The Post-Bilski Era Gets Underway 94
bfwebster writes "A set of pharmaceutical process patents for 'evaluating and improving the safety of immunization schedules' (Classen v. Biogen et al.; see US Patents 6,420,139; 6,638,379; 5,728,385; 5,723,283) were held to be invalid due to unpatentability. The decision was appealed to the US Court of Appeals for the Federal Circuit, but was upheld with a terse citation to In re Bilski (which decision we discussed here). Here's the entire text of the appeals decision: 'In light of our decision in In re Bilski, 545 F.3d 943 (Fed. Cir. 2008) (en banc), we affirm the district court's grant of summary judgment that these claims are invalid under 35 U.S.C. 101. Dr. Classen's claims are neither "tied to a particular machine or apparatus" nor do they "transform a particular article into a different state or thing." Bilski, 545 F.3d at 954. Therefore we affirm.' It will be interesting to see what happens when these same standards start getting applied to software-related patents."
News for lawyers, Stuff that matters. (Score:5, Interesting)
Re:News for lawyers, Stuff that matters. (Score:3, Interesting)
As a rule of thumb, when a judge answers you with a single paragraph of "go away," you were stupid to even bring the case and pushing it is likely to lead only to heartbreak (and paying attorneys' fees) for you and your client.
I heartily recommend a diet of Groklaw [groklaw.net], to teach you as a technologist WTF the lawyers mean.
Re:Irrelevant. (Score:4, Interesting)
Comment removed (Score:4, Interesting)
Re:In other words... (Score:2, Interesting)
*Note: this has been written about now, therefor prior art now exists. You may not use this to validate this patent, or others.
Re:It's really not a huge change (Score:3, Interesting)

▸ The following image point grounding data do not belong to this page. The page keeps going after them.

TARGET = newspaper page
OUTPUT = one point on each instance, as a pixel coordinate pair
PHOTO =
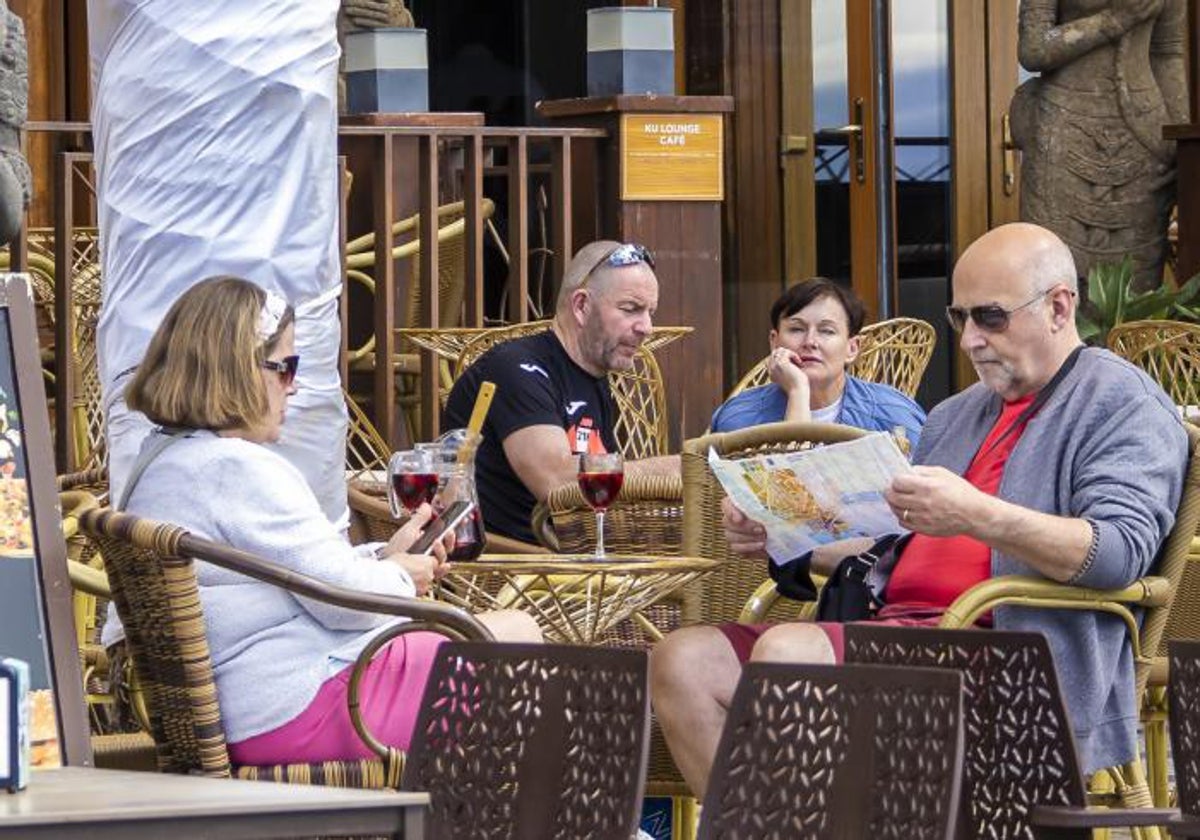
(816, 496)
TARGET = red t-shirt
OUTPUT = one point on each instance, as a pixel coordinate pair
(935, 570)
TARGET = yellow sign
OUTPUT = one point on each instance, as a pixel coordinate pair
(672, 157)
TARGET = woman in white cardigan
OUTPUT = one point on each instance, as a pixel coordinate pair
(216, 378)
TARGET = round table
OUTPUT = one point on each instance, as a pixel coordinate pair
(574, 598)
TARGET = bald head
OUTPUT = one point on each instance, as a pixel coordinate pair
(1030, 256)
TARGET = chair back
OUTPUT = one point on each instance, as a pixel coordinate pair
(640, 393)
(1179, 562)
(1019, 749)
(157, 599)
(1169, 351)
(895, 352)
(720, 595)
(1185, 721)
(532, 741)
(838, 751)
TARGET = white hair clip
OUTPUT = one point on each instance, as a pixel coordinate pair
(270, 316)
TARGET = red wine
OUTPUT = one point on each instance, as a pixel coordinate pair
(468, 539)
(600, 489)
(413, 489)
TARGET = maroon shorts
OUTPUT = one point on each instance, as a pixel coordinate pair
(742, 637)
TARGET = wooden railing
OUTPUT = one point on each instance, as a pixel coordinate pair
(72, 210)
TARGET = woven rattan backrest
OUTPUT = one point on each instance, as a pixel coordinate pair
(1181, 617)
(1020, 751)
(838, 751)
(159, 603)
(451, 264)
(1183, 694)
(893, 352)
(532, 741)
(1169, 351)
(646, 517)
(720, 595)
(640, 393)
(365, 448)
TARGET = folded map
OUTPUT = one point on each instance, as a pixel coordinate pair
(816, 496)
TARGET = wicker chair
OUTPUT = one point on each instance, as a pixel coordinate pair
(893, 352)
(532, 741)
(1170, 353)
(451, 291)
(851, 751)
(1020, 767)
(154, 586)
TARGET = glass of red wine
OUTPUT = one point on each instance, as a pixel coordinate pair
(412, 480)
(600, 478)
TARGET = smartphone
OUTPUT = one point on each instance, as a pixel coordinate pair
(439, 526)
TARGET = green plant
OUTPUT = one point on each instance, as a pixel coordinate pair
(1111, 301)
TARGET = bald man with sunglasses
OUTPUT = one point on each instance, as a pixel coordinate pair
(552, 399)
(1062, 462)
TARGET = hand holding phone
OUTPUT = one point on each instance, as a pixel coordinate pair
(439, 526)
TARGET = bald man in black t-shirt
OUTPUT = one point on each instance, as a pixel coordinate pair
(552, 397)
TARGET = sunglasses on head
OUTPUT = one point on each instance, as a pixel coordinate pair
(990, 317)
(630, 253)
(286, 367)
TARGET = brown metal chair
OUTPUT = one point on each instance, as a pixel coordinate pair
(1185, 715)
(532, 741)
(827, 751)
(1020, 774)
(150, 569)
(894, 352)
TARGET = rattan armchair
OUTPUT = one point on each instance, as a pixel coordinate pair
(151, 574)
(532, 741)
(850, 751)
(894, 352)
(1021, 774)
(451, 289)
(1145, 605)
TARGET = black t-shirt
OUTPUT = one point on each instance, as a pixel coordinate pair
(537, 384)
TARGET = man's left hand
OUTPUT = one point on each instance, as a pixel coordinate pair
(936, 502)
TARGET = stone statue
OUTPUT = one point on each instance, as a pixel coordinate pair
(1095, 168)
(15, 175)
(358, 15)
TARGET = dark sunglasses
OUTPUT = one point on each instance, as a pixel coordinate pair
(991, 317)
(630, 253)
(286, 367)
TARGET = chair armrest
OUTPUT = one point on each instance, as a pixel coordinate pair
(967, 607)
(172, 541)
(1033, 592)
(460, 623)
(1068, 816)
(88, 580)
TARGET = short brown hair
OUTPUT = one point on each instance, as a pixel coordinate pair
(808, 291)
(202, 367)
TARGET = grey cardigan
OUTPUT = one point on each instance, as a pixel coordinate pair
(1109, 448)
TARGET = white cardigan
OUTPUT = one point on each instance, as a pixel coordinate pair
(271, 651)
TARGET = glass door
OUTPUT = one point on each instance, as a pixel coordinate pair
(867, 160)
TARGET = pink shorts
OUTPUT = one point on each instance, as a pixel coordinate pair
(742, 637)
(389, 696)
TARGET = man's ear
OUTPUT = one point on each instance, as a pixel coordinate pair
(1062, 307)
(581, 300)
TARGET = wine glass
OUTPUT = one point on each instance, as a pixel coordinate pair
(600, 478)
(412, 480)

There are only a small amount of applications this effects and it's very easy to overcome, although I unfortunately can't go into much more depth than that.
I don't think you meant anything controversial but there's just something about that line that makes me grumpy. It sort of implies that the inner machinations of the patent system aren't meant for regular people to understand. It plays to the feeling, common around here, that the only thing that regular people, the kind that might start small software shops, need to know about software patents is that they can kill your business if your competitors are big.
I know that's not what you meant, it's probably your job that prevents you from commenting further.
Still, how many little guys have not tried to pursue a really good idea that might attract attention from MegaSoftware Inc. because they fear getting a registered letter with scary legal documents that say "patent infringement" because some rich guy on his yacht called his $500/hr lawyers and said "that guy is good...kill him?"
Anyway, I kind of launched into a screed there. My fingers just typed it I don't know why.
Not so (Score:5, Interesting)
Industry argued that the paper rolls should be patentable, because they constituted physical items that controlled a physical machine. The courts ruled (quite properly, in my opinion) that the physical form of the music is irrelevant; it might be possible, for example, to make a machine that could read music directly off the paper it was written on. Does that make it fundamentally a "different" product or work from the original? The answer was unequivocally "NO".
The same holds for written vs. compiled software: there is no fundamental difference between the results of software that is run in realtime by an interpreter (which reads the source code directly), and the results produced by the same program when compiled. If the interpreter and compiler are constructed properly, the output is identical. Therefore there is no legal (or moral, or ethical, or logical) difference. For all practical purposes they are the SAME.
It is precisely because industry has managed, after all this time, to finally get the courts to be sympathetic to the position that software should be patentable that we are having all these troubles. During the long period when it was understood and accepted that software was a copyright issue rather than a patent issue, such problems seldom arose. Now they are everywhere. Also, software patents have a chilling effect on innovation; we have seen this time and again, even some really egregious examples. It is clear by now that software patents have very little if any societal benefit, in proportion to the harm that they cause.
Unless It Hits KSR (Score:4, Interesting)
It still will need to pass the hurdle of "obviousness" under KSR, which basically lays down a standard of using commonly known components in accordance with known techniques and getting the predictable result is highly likely to be "obvious" and thus fail patentability.
What I found interesting in this case is that the courts have told the patent attorneys in this case that the Bilski ruling actually means what it says, and that trying to game their way around it will result in summary execution of thier case.
The rules have fundamentally changed.